Heeres-Oberst Markus Reisner
"Könnte Bedingung für nukleare Vergeltung erfüllen"
Dem mutmaßlich ukrainischen Drohnen-Angriff auf eine Radaranlage des russische Atom-Frühwarnsystems könnte eine "gefährliche Eskalation" folgen.
Die schwere Beschädigung der russischen Radaranlage Armawir im Südwesten der Region Krasnodar durch einen mutmaßlich ukrainischen Drohnenangriff vor wenigen Tagen birgt laut Oberst Markus Reisner "hochbrisantem Zündstoff für eine neuerliche, gefährliche Eskalation".
Die getroffene Station ist nämlich Teil von Putins Atom-Frühwarnsystem, das anfliegende interkontinentale Atomraketen erkennen soll.
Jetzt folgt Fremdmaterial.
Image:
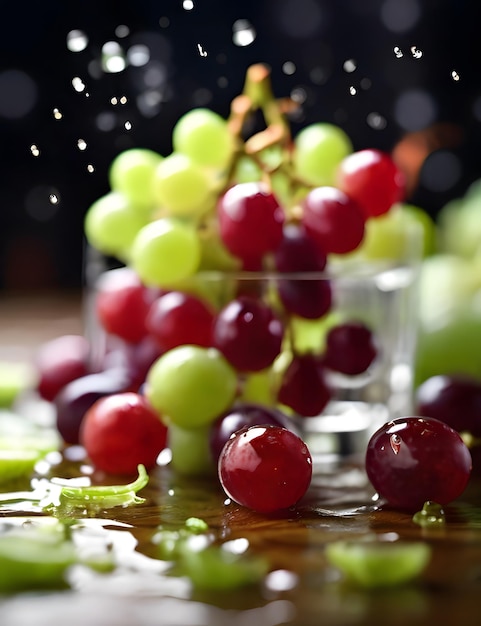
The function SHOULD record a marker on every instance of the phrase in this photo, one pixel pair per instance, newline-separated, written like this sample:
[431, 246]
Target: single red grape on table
[412, 460]
[265, 468]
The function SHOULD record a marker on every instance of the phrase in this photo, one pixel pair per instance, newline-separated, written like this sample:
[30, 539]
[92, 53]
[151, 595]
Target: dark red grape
[59, 362]
[333, 219]
[372, 180]
[178, 318]
[411, 460]
[250, 221]
[248, 334]
[303, 387]
[120, 431]
[122, 303]
[242, 416]
[265, 468]
[350, 348]
[454, 399]
[77, 397]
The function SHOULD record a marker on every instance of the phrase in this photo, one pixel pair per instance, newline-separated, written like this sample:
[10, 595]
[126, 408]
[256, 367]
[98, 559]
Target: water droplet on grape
[78, 84]
[243, 33]
[77, 41]
[349, 66]
[416, 52]
[113, 60]
[376, 121]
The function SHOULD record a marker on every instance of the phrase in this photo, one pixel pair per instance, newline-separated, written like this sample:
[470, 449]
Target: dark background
[305, 42]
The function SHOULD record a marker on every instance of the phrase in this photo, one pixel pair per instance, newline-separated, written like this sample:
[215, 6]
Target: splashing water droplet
[77, 40]
[243, 33]
[289, 68]
[350, 65]
[78, 84]
[113, 59]
[416, 52]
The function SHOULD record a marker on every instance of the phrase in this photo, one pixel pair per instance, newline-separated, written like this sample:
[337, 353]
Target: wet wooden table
[302, 590]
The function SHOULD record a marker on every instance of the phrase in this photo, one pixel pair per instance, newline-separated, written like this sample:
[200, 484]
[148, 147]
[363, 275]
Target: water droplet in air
[77, 41]
[289, 68]
[350, 65]
[243, 33]
[113, 60]
[376, 121]
[78, 84]
[417, 54]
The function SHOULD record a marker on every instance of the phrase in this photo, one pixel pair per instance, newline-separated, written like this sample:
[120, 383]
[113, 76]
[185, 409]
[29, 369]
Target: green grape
[190, 386]
[165, 251]
[132, 173]
[379, 564]
[190, 450]
[204, 136]
[111, 224]
[318, 150]
[182, 187]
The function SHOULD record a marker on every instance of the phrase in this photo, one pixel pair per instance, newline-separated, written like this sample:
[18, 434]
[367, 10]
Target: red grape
[121, 431]
[411, 460]
[73, 401]
[265, 468]
[333, 219]
[122, 304]
[59, 362]
[454, 399]
[372, 180]
[250, 221]
[242, 416]
[350, 348]
[177, 318]
[248, 334]
[303, 387]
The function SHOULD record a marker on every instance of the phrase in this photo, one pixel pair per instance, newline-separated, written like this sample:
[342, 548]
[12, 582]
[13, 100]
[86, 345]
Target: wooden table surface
[305, 589]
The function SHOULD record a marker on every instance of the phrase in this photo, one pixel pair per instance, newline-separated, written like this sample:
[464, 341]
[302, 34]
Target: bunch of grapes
[226, 244]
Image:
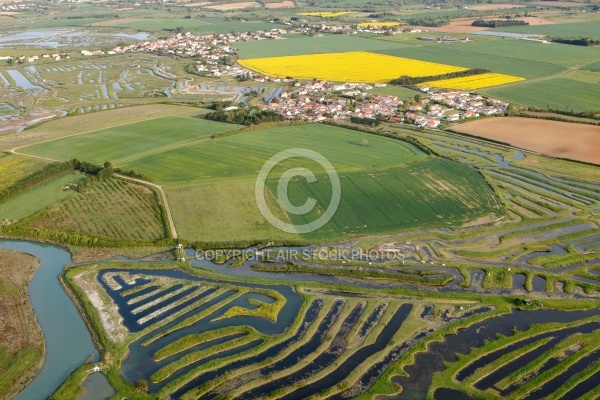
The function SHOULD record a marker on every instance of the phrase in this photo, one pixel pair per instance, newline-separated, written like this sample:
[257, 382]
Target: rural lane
[164, 199]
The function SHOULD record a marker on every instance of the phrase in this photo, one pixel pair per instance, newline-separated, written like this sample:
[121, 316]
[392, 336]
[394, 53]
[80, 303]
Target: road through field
[162, 195]
[157, 187]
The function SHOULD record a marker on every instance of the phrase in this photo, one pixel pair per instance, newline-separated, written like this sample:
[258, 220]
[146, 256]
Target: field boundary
[162, 195]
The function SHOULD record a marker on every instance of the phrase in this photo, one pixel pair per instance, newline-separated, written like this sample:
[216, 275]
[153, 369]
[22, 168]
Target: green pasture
[575, 29]
[595, 66]
[301, 44]
[194, 25]
[14, 168]
[436, 192]
[244, 154]
[40, 197]
[124, 141]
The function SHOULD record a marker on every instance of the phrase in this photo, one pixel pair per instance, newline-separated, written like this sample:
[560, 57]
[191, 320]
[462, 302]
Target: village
[321, 100]
[215, 56]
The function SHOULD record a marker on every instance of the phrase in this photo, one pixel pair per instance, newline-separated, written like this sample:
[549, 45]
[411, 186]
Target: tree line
[406, 80]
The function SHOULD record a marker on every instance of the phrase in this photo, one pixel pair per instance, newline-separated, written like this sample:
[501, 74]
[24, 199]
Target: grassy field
[14, 168]
[112, 209]
[475, 82]
[21, 340]
[39, 197]
[222, 210]
[342, 67]
[244, 154]
[593, 66]
[379, 202]
[193, 25]
[302, 44]
[211, 184]
[560, 94]
[95, 121]
[577, 29]
[113, 144]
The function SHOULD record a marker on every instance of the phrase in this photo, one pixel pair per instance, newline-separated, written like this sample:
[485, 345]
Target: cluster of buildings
[34, 58]
[318, 106]
[318, 101]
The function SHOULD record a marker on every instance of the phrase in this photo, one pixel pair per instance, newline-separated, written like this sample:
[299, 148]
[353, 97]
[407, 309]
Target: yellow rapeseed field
[325, 14]
[475, 81]
[384, 24]
[355, 66]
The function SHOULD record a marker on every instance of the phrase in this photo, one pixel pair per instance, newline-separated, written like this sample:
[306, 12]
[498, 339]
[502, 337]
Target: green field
[210, 182]
[560, 93]
[435, 192]
[111, 209]
[576, 29]
[244, 154]
[123, 141]
[593, 66]
[14, 168]
[222, 210]
[399, 91]
[39, 197]
[194, 25]
[503, 64]
[301, 44]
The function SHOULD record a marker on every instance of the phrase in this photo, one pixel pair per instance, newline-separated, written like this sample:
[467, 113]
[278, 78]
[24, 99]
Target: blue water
[68, 341]
[21, 80]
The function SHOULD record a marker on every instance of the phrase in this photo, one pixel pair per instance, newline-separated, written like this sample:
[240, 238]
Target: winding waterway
[67, 339]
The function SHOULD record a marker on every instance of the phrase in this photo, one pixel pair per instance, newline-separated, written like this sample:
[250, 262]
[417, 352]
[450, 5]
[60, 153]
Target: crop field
[94, 122]
[111, 209]
[593, 66]
[21, 338]
[242, 155]
[132, 139]
[14, 168]
[38, 198]
[475, 82]
[206, 26]
[219, 210]
[229, 160]
[514, 57]
[301, 44]
[546, 137]
[576, 29]
[379, 202]
[384, 24]
[342, 67]
[325, 14]
[558, 94]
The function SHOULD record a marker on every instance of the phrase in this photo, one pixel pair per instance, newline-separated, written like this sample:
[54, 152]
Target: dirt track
[559, 139]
Ihr Ausfall könnte die Fähigkeit des Landes, ankommende nukleare Bedrohungen zu erkennen, beeinträchtigen.
Der Militär-Experte äußerte sich am Sonntag auf der Bundesheer-Webseite direkt dazu und lieferte die Antworten auf drei aufkeimende Schlüsselfragen.
Blick auf das Voronezh-DM-Frühwarnradar in Armawir
Warum ist der Angriff auf die Radarstation Armawir so bemerkenswert?
Auf den vorgestern aufgetauchten Bildern sei zu erkennen, dass zumindest eines der beiden in Armawir stationierten russischen Voronezh-DM-Frühwarnradarsysteme bei einem gezielten Angriff schwer beschädigt wurde. Die Station ist eine ganz besondere und Teil eines Netzwerks von nur bis zu zehn solcher über ganz Russland verstreuten Radaranlagen.
Bei diesen Voronezh-DM-Radaren handle es sich um "Over-the-Horizon" (OTH) – "Ultra High Frequency" (UHF)-Radare, welche Teil des russischen Frühwarnradarsystems zur Erkennung ballistische Raketen sind. Sie hätten eine Reichweite von horizontal 6.000 und vertikal 8.000 Kilometern, erklärt Reisner.
"Ihr Ziel ist es, vor allem anfliegenden amerikanische Atomraketen früh erkennen zu können, um rasch eigene Maßnahmen, darunter im äußersten Fall einen russischen nuklearen Gegenschlag, einleiten zu können."
Welchen Nutzen hätte die Ukraine von solch einem Angriff?
Die Ukraine verfüge nur noch über Raketenwaffen mit begrenzter Reichweite. "Eigene Systeme wie Tochka-U sind verbraucht", sagt der Offizier. Unter den gelieferten westlichen Systemen steche das amerikanische "Army Tactical Missile System" (ATACMS) heraus. Dieses habe eine Reichweite von 300 Kilometern bei einer Flugbahnhöhe von bis zu 60 Kilometern.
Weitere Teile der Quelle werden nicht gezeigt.